I pull my chair up alongside Honoree’s bed.
“Do you have a middle name?”
My spirit is shredding, and I don’t grumble about this out-of-nowhere question. “I have a middle name that I don’t tell people.”
“You better tell me. We made a deal.”
I chuckle. She has a way of making her rudeness feel charming—and, of course, she hasn’t forgotten our challenge.
“If you insist. It’s Langston. My grandmother persuaded my parents to name me after the poet Langston Hughes.”
“Maggie did that?”
“Yes,” I say, but then I add, “Did you ever meet him in the 1920s?”
The corners of her mouth sag. “Probably. Can’t recall.” She wraps a clawlike finger around the bed’s side railing. “Why did she insist?
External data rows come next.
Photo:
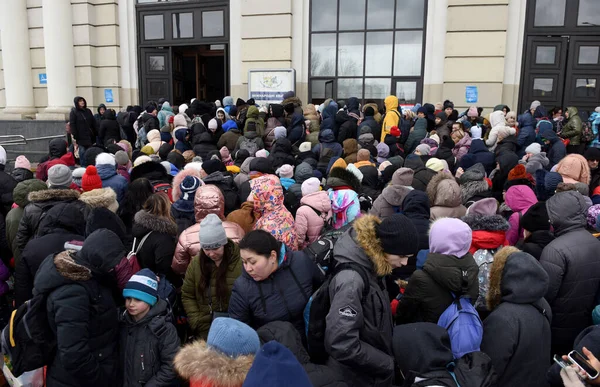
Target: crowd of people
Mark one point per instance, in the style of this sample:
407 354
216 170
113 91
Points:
200 225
What does she know of Langston Hughes?”
“She knew quite a bit about him.” I lean forward, oddly eager to talk about Maggie’s fifteen minutes, or more like years, of fame. “She met him in 1960 at the NAACP awards. He was accepting an award, and a mutual friend introduced them. She was a poet and had published several books of poetry. Won some awards, too. And was on the governor’s shortlist for California Poet Laureate a few decades ago, until she got sick.”
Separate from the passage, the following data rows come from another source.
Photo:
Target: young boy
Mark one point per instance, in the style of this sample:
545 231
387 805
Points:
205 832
There is something in Honoree’s eyes—surprise? Sadness? Grief.
“Is she dead?”
“No. No. She’s not dead. I didn’t mean for it to sound like—”
“Fine. Fine.”
The sharp change in her manner shocks me into momentary silence.
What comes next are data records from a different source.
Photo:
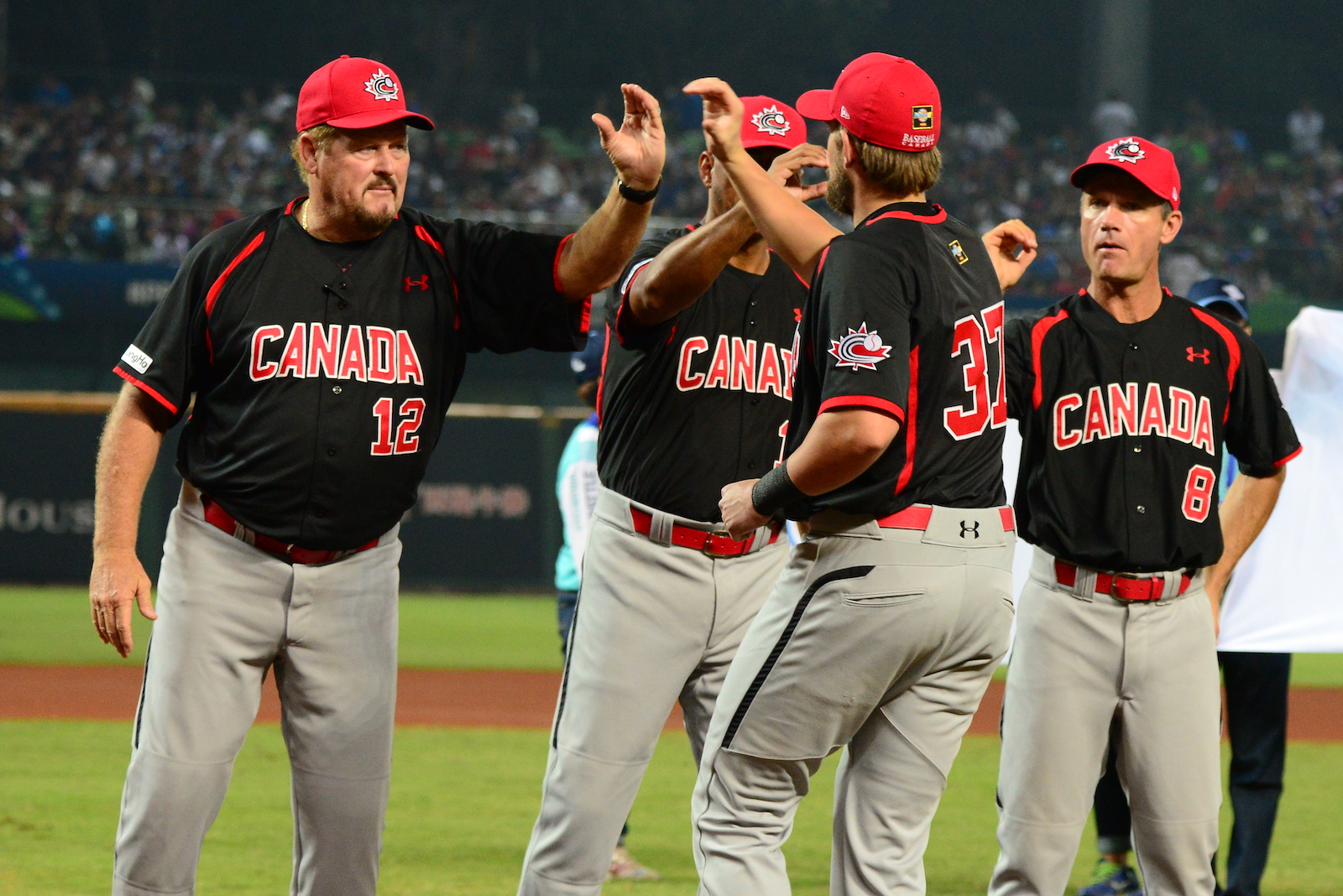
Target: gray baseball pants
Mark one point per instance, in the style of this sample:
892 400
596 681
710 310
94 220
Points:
227 613
656 624
1080 662
879 640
“What do you want me to see today?” she asks.
“Well,” I say, regathering my senses as I set up the camcorder, tripod, and spin the tray-top table in front of her. “First, however, I want to share a photo. There are three women in the picture: Lil Hardin Armstrong, Louis’s second wife; Alberta Hunter, the blues singer and composer; and Honoree.”
“I recognize Lil. She played the piano. But who’s the one over there?”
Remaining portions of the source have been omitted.